具有肿瘤特征分析的套索惩罚 Cox 模型的预后可提高预测准确性,优于仅使用临床数据的预测,并且受益于二维预筛选。
Prognosis of lasso-like penalized Cox models with tumor profiling improves prediction over clinical data alone and benefits from bi-dimensional pre-screening.
机构信息
IRIG, Biosanté U1292, Univ. Grenoble Alpes, Inserm, CEA, Grenoble, France.

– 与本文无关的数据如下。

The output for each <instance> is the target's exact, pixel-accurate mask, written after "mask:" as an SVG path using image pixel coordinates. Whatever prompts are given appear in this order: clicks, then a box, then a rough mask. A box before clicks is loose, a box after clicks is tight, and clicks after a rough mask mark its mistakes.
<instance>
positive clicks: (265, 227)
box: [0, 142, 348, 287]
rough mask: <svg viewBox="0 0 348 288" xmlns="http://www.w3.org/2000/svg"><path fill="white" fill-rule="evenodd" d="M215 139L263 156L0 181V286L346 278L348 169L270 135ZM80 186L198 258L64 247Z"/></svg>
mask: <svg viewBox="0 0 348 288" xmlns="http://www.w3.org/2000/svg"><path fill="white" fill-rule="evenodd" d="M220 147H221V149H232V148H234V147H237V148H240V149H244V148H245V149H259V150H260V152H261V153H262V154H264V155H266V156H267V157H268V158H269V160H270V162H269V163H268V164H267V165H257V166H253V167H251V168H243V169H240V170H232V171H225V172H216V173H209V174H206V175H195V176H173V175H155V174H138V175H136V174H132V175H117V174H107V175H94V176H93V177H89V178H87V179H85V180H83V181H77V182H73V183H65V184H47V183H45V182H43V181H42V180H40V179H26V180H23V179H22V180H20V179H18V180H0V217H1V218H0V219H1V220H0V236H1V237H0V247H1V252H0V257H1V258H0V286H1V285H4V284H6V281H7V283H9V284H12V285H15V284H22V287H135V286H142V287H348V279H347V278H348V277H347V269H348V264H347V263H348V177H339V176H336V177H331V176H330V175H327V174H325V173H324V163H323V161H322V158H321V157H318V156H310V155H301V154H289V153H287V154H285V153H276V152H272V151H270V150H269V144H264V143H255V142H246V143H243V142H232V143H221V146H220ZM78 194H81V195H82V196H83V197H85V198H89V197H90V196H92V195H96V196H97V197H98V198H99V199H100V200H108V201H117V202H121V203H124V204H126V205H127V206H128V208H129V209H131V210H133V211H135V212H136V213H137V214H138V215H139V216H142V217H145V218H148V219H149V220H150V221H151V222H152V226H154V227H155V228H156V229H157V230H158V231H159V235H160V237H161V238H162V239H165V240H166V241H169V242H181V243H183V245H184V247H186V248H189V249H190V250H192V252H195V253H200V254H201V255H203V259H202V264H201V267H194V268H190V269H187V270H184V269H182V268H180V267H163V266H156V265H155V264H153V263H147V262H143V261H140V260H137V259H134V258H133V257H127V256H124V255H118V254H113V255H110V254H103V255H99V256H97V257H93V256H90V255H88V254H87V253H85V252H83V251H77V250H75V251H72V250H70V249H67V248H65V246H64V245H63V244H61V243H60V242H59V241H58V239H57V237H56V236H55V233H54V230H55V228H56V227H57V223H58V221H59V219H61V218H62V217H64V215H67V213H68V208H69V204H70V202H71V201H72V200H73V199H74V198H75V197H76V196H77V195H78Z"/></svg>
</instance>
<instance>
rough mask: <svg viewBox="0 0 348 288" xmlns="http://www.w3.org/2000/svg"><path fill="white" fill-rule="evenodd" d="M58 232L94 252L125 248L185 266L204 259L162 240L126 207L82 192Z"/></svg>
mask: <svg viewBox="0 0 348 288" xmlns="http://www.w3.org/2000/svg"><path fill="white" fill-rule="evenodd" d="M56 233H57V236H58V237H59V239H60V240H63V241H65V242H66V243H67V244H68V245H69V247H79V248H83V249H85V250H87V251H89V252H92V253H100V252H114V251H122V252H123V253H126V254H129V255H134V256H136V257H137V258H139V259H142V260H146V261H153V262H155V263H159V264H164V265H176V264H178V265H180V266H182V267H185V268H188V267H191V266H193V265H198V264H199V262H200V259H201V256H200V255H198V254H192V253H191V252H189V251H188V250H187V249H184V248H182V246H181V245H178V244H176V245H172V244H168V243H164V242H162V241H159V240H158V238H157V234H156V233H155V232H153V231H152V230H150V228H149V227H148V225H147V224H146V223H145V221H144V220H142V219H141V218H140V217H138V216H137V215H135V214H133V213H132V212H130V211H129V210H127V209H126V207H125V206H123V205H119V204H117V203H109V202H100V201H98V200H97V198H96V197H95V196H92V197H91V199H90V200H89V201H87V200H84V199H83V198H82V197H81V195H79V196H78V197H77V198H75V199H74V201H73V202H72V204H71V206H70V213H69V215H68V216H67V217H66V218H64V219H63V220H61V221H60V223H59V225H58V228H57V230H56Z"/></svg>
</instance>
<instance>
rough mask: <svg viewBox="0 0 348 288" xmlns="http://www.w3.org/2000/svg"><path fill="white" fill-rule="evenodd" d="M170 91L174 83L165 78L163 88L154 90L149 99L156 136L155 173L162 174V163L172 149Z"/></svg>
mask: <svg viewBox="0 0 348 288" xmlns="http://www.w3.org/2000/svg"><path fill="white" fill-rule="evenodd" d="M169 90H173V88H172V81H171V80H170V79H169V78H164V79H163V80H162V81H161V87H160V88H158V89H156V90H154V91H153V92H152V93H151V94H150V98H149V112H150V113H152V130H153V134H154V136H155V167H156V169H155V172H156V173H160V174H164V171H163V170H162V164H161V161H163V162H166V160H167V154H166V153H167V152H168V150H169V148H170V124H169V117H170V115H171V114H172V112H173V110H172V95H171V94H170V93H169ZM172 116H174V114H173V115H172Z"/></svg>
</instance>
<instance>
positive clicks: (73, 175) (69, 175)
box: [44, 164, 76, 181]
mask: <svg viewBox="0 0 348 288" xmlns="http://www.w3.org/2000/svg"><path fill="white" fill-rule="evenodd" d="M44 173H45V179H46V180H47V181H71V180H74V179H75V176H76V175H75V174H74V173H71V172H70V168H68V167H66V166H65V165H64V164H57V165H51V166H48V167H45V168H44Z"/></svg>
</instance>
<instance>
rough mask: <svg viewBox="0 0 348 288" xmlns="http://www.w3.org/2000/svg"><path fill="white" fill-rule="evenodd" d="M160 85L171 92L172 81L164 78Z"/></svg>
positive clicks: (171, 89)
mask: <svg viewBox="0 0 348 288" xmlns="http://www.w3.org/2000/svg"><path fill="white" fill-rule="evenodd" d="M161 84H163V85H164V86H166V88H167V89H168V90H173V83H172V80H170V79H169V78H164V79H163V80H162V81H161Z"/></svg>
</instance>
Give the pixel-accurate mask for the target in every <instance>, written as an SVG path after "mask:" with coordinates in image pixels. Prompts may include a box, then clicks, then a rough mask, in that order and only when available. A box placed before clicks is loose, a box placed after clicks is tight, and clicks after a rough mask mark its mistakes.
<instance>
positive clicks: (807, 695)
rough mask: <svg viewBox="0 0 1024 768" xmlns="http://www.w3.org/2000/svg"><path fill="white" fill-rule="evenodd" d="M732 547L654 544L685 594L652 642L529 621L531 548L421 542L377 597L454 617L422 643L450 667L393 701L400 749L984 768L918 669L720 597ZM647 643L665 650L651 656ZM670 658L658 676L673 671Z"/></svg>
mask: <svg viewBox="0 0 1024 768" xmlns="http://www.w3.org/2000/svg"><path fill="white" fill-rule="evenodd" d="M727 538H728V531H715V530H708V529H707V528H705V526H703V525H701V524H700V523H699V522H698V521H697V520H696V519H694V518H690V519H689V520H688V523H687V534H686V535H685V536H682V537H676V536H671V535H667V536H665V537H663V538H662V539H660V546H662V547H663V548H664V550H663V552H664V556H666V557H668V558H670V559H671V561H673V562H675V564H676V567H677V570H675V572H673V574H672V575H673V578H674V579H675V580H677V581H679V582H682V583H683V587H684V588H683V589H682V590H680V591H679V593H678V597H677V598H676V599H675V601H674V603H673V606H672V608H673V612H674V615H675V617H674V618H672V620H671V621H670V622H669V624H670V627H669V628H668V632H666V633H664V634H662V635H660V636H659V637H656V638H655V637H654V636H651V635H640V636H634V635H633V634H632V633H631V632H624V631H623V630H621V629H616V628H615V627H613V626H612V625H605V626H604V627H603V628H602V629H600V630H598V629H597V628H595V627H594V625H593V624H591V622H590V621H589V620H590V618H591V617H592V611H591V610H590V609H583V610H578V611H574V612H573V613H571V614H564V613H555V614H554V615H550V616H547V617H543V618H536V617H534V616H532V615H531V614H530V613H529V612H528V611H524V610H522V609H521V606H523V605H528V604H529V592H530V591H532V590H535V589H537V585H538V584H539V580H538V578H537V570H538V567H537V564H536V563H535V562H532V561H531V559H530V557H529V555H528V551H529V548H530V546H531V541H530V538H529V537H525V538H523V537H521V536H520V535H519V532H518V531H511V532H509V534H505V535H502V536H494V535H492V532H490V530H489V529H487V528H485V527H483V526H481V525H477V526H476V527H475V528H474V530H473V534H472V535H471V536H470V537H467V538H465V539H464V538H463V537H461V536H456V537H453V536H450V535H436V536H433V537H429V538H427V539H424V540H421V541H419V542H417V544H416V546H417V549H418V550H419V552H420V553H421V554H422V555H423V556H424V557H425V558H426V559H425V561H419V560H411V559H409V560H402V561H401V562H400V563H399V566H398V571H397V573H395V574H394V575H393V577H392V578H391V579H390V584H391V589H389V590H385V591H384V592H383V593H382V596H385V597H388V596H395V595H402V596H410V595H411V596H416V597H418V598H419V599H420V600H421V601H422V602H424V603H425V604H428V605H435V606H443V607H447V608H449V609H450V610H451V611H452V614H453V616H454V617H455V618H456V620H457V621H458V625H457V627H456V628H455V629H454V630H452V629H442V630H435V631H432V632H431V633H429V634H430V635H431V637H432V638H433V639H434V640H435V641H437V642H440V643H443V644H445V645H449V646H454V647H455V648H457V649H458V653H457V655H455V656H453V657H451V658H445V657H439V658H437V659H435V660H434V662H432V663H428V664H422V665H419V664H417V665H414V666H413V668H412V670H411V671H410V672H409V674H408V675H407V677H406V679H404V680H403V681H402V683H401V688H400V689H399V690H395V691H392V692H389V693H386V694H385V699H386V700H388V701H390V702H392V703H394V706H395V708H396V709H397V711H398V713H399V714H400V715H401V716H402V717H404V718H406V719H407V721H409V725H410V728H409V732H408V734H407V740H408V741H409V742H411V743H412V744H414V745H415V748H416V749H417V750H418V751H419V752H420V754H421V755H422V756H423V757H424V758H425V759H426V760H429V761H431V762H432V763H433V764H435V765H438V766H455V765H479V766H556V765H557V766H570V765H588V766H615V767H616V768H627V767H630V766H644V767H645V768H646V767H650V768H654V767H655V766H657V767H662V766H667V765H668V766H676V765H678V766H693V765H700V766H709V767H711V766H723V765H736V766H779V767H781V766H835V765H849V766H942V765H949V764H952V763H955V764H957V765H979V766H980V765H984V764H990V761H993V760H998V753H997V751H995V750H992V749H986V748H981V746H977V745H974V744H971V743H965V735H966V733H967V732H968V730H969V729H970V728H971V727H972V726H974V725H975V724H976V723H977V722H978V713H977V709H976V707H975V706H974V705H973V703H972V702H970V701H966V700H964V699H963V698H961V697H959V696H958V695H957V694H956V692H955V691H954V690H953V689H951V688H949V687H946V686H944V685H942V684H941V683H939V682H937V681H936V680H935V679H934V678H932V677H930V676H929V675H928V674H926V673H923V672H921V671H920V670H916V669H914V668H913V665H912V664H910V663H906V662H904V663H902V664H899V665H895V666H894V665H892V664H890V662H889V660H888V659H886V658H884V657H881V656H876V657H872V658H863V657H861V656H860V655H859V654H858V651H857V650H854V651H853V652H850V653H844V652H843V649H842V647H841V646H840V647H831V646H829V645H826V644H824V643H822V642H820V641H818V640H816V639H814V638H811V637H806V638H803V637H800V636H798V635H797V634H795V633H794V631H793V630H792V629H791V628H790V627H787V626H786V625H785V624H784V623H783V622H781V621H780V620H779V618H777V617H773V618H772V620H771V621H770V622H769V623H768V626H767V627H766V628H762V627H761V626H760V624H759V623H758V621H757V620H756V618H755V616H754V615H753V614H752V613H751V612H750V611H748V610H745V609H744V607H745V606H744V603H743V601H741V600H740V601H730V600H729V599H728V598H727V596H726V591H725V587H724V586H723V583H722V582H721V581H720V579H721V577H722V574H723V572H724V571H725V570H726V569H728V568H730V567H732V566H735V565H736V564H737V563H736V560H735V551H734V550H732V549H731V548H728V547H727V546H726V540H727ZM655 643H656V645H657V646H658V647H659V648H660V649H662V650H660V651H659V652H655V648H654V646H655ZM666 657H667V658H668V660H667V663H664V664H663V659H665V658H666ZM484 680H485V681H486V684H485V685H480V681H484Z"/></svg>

GIPSA-lab, Institute of Engineering University Grenoble Alpes, Univ. Grenoble Alpes, CNRS, Grenoble INP, Grenoble, France.
出版信息
BMC Cancer. 2022 Oct 5;22(1):1045. doi: 10.1186/s12885-022-10117-1.
BACKGROUND
Prediction of patient survival from tumor molecular '-omics' data is a key step toward personalized medicine. Cox models performed on RNA profiling datasets are popular for clinical outcome predictions. But these models are applied in the context of "high dimension", as the number p of covariates (gene expressions) greatly exceeds the number n of patients and e of events. Thus, pre-screening together with penalization methods are widely used for dimensional reduction.
METHODS
In the present paper, (i) we benchmark the performance of the lasso penalization and three variants (i.e., ridge, elastic net, adaptive elastic net) on 16 cancers from TCGA after pre-screening, (ii) we propose a bi-dimensional pre-screening procedure based on both gene variability and p-values from single variable Cox models to predict survival, and (iii) we compare our results with iterative sure independence screening (ISIS).
RESULTS
First, we show that integration of mRNA-seq data with clinical data improves predictions over clinical data alone. Second, our bi-dimensional pre-screening procedure can only improve, in moderation, the C-index and/or the integrated Brier score, while excluding irrelevant genes for prediction. We demonstrate that the different penalization methods reached comparable prediction performances, with slight differences among datasets. Finally, we provide advice in the case of multi-omics data integration.
CONCLUSIONS
Tumor profiles convey more prognostic information than clinical variables such as stage for many cancer subtypes. Lasso and Ridge penalizations perform similarly than Elastic Net penalizations for Cox models in high-dimension. Pre-screening of the top 200 genes in term of single variable Cox model p-values is a practical way to reduce dimension, which may be particularly useful when integrating multi-omics.
背景
从肿瘤分子“组学”数据预测患者的生存情况是迈向个体化医疗的关键一步。基于 RNA 谱数据集的 Cox 模型常用于临床结局预测。但是,这些模型是在“高维”背景下应用的,因为协变量(基因表达)的数量 p 远远超过患者数量 n 和事件数量 e。因此,预筛选和惩罚方法被广泛用于降维。
方法
在本文中,(i)我们在 TCGA 的 16 种癌症中,对 Lasso 惩罚和三种变体(岭回归、弹性网络、自适应弹性网络)在预筛选后的表现进行了基准测试,(ii)我们提出了一种基于基因变异性和单变量 Cox 模型的 p 值的二维预筛选程序,用于预测生存,(iii)我们将结果与迭代确定性筛选(ISIS)进行了比较。
结果
首先,我们表明,将 mRNA-seq 数据与临床数据集成可以提高临床数据单独预测的准确性。其次,我们的二维预筛选程序只能适度提高 C 指数和/或综合 Brier 得分,同时排除与预测无关的基因。我们证明了不同的惩罚方法达到了类似的预测性能,不同数据集之间存在细微差异。最后,我们在多组学数据集成的情况下提供了建议。
结论
对于许多癌症亚型,肿瘤图谱比临床变量(如分期)传递更多的预后信息。在高维环境中,Lasso 和 Ridge 惩罚与弹性网络惩罚在 Cox 模型中的表现相似。基于单变量 Cox 模型 p 值筛选前 200 个基因是一种实用的降维方法,在整合多组学数据时可能特别有用。